Ma Annetta ha uno spirito libero e subisce il fascino di Angelina (Natasha Hovey), una compagna di classe del liceo, libera, moderna e spregiudicata, figlia di un ricco notabile del luogo.

Le due ragazze diventano inseparabili ed insieme ai loro amici marinano la scuola. Un parente scopre che Annetta si bacia sulla spiaggia con Nicola (Tony Palazzo) e suo padre (Luciano Catenacci), per punizione, le vieta di frequentare la scuola e la rinchiude in casa.

Per il clima pesante venutosi a creare, Grazia (Lucia Bosé), la madre di Annetta, cade in uno stato depressivo ed allora il papà spedisce la figlia ribelle a casa di zia Vannina (Angela Molina), moglie dello zio Vincenzino (Pino Colizzi), un uomo che, in passato, aveva già rivolto delle morbose attenzioni alla nipote e che  tenta nuovamente di abusare di lei. Annetta, infrangendo il secolare muro di omertà, lo denuncia e poi sposa Nicola.

Tratto dal fortunato romanzo di Lara Cardella il film, esteticamente non proprio irresistibile, strizza l’occhio ad una sorta di ribellismo proto-femminista e si propone come una garbata denuncia della condizione femminile in certe zone retrograde ed arretrate del Sud.

Più che un film ideologico- militante il regista offre uno spaccato di una Sicilia feudale, arroccata ad un modello educativo che riserva alle donne solo umiliazioni, ceffoni e cinghiate.

La pellicola è una commedia godibile che non regala grandi lampi visivi e che si apre con le ragazze che, per strada, vestono castigate come le suore ma non appena mettono piede nella scuola, si fiondano in bagno per truccarsi ed indossare gonne più corte e magliette più scollate.

La narrazione procede senza strappi ed il regista sottolinea, in maniera un po’ didascalica, le vessazioni e le ingiustizie alle quali è costretta a piegarsi la giovane protagonista che, sin da bambina, aveva cercato di mutare i rapporti di forza a lei sfavorevoli e provato ad assimilare i modelli maschili imperanti:

“Per imparare a diventare maschio mi misi allora alle costole di mio cugino Angelo.
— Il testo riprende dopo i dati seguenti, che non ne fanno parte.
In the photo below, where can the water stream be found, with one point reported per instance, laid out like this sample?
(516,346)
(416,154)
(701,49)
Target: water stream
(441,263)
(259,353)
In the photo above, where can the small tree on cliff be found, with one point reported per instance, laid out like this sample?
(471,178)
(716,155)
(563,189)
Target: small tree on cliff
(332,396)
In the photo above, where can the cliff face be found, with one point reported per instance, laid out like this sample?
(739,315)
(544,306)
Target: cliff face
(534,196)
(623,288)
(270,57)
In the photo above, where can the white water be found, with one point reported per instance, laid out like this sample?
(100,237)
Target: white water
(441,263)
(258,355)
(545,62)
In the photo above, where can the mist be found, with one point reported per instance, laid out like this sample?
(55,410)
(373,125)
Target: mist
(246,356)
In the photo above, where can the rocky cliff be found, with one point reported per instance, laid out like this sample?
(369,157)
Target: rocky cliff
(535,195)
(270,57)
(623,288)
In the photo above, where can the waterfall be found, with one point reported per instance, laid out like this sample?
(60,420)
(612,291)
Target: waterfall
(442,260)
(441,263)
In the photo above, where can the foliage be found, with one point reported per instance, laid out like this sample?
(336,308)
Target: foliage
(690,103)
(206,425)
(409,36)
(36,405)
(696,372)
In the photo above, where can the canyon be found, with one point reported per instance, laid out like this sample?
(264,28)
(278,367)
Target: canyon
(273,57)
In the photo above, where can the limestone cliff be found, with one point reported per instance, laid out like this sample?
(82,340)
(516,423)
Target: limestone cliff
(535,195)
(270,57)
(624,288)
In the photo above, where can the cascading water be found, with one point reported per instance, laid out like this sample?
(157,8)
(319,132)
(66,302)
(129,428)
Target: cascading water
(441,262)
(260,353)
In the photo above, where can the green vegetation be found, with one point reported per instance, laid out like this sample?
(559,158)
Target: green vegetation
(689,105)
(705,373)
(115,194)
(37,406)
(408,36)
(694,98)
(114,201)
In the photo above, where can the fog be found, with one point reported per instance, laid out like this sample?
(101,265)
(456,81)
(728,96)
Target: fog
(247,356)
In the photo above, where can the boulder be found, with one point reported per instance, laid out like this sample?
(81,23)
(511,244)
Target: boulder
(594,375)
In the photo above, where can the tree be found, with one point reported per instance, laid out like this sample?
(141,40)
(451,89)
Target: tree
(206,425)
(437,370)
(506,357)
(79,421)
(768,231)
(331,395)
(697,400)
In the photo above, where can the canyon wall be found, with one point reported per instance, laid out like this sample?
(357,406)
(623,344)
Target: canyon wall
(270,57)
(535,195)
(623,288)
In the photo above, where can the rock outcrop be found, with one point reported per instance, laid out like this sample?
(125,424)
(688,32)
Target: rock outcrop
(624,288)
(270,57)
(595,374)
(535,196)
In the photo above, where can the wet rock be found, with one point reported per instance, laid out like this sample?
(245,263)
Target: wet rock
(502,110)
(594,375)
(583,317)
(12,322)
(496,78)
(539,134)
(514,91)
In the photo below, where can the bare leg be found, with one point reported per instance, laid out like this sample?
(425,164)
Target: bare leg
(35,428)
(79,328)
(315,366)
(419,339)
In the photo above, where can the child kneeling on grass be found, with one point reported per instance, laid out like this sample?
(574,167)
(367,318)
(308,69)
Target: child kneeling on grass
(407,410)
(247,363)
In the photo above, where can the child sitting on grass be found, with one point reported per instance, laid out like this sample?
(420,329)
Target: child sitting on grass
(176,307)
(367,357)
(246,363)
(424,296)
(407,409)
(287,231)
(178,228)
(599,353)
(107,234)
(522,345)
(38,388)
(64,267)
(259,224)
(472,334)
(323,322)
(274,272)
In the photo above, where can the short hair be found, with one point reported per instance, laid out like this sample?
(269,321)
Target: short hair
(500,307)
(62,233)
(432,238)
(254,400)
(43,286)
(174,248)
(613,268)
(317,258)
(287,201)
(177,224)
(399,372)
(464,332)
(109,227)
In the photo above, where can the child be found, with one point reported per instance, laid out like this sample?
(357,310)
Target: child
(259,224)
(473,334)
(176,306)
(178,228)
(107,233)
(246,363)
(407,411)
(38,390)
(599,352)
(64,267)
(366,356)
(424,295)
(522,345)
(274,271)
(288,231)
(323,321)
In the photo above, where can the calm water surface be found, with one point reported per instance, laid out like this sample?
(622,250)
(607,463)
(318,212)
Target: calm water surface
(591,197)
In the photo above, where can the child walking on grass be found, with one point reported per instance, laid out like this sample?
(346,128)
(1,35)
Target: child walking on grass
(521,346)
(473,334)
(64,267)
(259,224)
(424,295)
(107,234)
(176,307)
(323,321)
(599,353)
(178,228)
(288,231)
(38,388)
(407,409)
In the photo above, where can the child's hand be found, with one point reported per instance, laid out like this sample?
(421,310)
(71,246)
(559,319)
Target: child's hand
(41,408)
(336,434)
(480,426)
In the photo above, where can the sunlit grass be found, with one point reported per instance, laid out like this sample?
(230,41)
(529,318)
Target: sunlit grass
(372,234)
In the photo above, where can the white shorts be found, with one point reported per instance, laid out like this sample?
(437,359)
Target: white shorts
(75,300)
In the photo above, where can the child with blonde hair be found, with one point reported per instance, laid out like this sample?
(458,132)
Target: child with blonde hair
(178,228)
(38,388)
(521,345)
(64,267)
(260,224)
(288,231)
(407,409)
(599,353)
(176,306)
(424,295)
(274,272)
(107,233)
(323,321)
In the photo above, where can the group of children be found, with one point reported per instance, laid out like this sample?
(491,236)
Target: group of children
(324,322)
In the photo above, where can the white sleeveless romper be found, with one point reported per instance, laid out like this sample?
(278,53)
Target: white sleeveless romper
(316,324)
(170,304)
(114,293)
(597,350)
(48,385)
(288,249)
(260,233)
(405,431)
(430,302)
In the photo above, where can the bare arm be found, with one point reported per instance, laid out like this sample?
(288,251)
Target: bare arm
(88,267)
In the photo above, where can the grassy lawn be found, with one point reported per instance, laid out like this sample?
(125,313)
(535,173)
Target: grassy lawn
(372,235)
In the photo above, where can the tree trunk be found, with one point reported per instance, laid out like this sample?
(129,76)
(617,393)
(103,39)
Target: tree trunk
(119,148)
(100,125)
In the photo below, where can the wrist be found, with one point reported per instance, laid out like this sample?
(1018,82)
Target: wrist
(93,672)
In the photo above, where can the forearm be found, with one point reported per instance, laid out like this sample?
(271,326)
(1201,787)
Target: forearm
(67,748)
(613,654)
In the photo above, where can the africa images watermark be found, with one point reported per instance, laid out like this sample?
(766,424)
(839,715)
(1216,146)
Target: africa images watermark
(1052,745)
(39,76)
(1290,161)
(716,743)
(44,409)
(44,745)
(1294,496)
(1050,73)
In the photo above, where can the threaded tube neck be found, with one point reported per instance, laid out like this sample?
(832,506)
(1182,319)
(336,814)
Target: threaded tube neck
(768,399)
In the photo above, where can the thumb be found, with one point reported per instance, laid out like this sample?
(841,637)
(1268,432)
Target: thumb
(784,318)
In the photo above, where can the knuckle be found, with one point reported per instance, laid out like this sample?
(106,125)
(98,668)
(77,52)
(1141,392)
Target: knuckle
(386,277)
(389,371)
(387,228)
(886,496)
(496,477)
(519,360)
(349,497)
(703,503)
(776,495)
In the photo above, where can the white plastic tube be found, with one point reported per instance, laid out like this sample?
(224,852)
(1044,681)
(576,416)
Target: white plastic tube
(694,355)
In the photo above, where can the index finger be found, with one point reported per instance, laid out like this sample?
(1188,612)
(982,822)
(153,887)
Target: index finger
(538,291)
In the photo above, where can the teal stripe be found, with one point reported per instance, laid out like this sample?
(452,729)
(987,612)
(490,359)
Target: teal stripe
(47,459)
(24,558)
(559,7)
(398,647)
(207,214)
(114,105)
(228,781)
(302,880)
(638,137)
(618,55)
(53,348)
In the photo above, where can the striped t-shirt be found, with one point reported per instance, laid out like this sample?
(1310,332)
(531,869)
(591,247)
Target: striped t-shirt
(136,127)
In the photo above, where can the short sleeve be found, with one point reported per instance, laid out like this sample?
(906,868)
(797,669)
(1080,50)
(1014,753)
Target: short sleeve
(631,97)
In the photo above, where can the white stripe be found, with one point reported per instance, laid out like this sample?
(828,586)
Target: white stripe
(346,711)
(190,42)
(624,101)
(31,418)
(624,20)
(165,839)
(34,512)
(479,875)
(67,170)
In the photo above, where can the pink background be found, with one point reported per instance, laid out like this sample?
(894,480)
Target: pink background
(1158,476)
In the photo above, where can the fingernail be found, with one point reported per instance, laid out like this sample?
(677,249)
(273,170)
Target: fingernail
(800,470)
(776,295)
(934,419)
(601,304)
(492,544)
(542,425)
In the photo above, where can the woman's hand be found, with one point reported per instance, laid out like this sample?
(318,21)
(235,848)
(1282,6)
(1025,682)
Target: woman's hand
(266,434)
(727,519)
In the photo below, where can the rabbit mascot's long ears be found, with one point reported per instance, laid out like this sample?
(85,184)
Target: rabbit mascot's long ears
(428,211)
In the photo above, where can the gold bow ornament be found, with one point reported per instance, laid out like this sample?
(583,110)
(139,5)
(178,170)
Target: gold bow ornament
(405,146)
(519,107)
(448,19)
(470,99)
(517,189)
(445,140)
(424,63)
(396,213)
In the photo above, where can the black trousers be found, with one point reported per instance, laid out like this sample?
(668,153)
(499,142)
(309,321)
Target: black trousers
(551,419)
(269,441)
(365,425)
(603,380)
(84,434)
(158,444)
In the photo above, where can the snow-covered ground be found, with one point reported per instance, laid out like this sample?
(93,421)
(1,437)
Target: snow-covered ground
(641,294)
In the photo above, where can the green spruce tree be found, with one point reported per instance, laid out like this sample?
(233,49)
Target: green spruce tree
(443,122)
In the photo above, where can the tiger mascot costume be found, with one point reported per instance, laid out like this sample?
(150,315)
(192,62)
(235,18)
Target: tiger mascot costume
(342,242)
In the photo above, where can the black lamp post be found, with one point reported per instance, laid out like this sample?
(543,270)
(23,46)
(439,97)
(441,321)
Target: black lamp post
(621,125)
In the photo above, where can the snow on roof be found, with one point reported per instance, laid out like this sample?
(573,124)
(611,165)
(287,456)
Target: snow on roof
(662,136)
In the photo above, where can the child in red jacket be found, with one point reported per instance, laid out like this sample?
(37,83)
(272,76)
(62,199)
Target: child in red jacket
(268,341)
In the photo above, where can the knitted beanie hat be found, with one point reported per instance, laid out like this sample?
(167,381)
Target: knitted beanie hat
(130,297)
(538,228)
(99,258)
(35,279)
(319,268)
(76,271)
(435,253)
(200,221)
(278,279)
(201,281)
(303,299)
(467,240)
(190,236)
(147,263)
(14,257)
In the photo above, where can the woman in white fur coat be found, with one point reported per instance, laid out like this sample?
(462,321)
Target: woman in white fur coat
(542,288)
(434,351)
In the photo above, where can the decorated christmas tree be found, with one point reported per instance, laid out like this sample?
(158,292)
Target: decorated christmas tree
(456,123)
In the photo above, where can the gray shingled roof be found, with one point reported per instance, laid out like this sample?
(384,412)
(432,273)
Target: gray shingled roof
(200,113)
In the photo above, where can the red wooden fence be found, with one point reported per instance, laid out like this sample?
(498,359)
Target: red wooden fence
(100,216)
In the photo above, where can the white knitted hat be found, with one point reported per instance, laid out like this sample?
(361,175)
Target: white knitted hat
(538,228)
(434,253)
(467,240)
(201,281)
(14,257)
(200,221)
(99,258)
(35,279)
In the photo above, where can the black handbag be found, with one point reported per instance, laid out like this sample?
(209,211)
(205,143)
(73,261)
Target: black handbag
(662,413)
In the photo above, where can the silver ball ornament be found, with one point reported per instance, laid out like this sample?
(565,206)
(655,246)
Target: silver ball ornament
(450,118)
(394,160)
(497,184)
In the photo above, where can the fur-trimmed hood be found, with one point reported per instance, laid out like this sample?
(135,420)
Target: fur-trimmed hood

Per me fu un maestro perfetto; mi insegnò ad acchiappare i ragni e a strapparci le zampe ad uno ad uno, a mettere le trappole per i topi, a tirare con la fionda, a sputazzare e a fischiare alla caprara. Quel coso non l’avrei avuto mai. Non sarei mai diventata masculo. Ed allora divento puttana. “Puttana da noi non è che bisogna per forza saltare da un letto ad un altro e vendere il proprio corpo, basta che una si ribella a certe regole; il vestire, il parlare, il comportamento, il fumare che subito puttana è come Angelina e ti sparlano, un prezzo che comunque pago volentieri per un poco di libertà.”

Il titolo fa riferimento alla scena finale del film; Annetta è incinta e, per la bambina in arrivo, sferruzza un paio di pantaloni.